26. Pascual v. Secretary of Public Works

Facts:

Governor Wenceslao Pascual of Rizal instituted this action for declaratory relief, with injunction,
upon the ground that RA No. 920, which appropriates funds for public works particularly for the
construction and improvement of Pasig feeder road terminals. Some of the feeder roads,
however, as alleged and as contained in the tracings attached to the petition, were nothing but
projected and planned subdivision roads, not yet constructed within the Antonio Subdivision,
belonging to private respondent Zulueta, situated at Pasig, Rizal; and which projected feeder
roads do not connect any government property or any important premises to the main highway.
The respondents' contention is that there is public purpose because people living in the
subdivision will directly be benefitted from the construction of the roads, and the government
also gains from the donation of the land supposed to be occupied by the streets, made by its
owner to the government.

Issue:

Should incidental gains by the public be considered "public purpose" for the purpose of
justifying an expenditure of the government?

Ruling:

No.
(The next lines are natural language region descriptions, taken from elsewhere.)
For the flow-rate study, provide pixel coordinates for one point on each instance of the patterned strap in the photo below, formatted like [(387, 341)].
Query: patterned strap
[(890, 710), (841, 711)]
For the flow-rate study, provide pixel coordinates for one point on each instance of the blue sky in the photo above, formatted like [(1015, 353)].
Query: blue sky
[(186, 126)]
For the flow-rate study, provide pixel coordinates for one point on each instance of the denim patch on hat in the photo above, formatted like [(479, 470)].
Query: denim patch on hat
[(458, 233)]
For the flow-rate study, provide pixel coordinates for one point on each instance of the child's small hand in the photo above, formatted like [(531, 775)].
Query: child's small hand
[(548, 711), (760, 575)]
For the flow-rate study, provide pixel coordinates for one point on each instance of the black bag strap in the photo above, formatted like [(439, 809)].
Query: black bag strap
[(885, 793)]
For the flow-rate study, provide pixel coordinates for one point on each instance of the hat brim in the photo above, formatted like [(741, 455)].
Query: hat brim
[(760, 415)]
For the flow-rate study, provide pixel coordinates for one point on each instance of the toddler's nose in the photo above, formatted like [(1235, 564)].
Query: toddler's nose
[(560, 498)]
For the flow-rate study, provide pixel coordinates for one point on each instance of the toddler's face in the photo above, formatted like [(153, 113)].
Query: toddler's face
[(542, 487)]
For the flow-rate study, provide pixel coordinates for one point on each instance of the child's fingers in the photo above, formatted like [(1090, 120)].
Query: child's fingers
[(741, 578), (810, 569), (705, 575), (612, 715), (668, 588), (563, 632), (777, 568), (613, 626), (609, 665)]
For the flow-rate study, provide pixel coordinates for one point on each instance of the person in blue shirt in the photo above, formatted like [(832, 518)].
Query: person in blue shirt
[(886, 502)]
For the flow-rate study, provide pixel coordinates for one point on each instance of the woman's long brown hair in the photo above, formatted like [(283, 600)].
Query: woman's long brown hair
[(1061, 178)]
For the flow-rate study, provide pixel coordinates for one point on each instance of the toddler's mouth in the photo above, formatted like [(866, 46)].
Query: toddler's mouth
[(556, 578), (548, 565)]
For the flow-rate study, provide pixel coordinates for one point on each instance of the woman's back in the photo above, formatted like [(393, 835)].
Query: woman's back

It is a general rule that the legislature is without power to appropriate public revenue for
anything but a public purpose. It is the essential character of the direct object of the expenditure
which must determine its validity as justifying a tax, and not the magnitude of the interest to be
affected nor the degree to which the general advantage of the community, and thus the public
welfare, may be ultimately benefited by their promotion. Incidental to the public or to the state,
which results from the promotion of private interest and the prosperity of private enterprises or
business, does not justify their aid by the use public money.
The test of the constitutionality of a statute requiring the use of public funds is whether the
statute is designed to promote the public interest, as opposed to the furtherance of the advantage
of individuals, although each advantage to individuals might incidentally serve the public.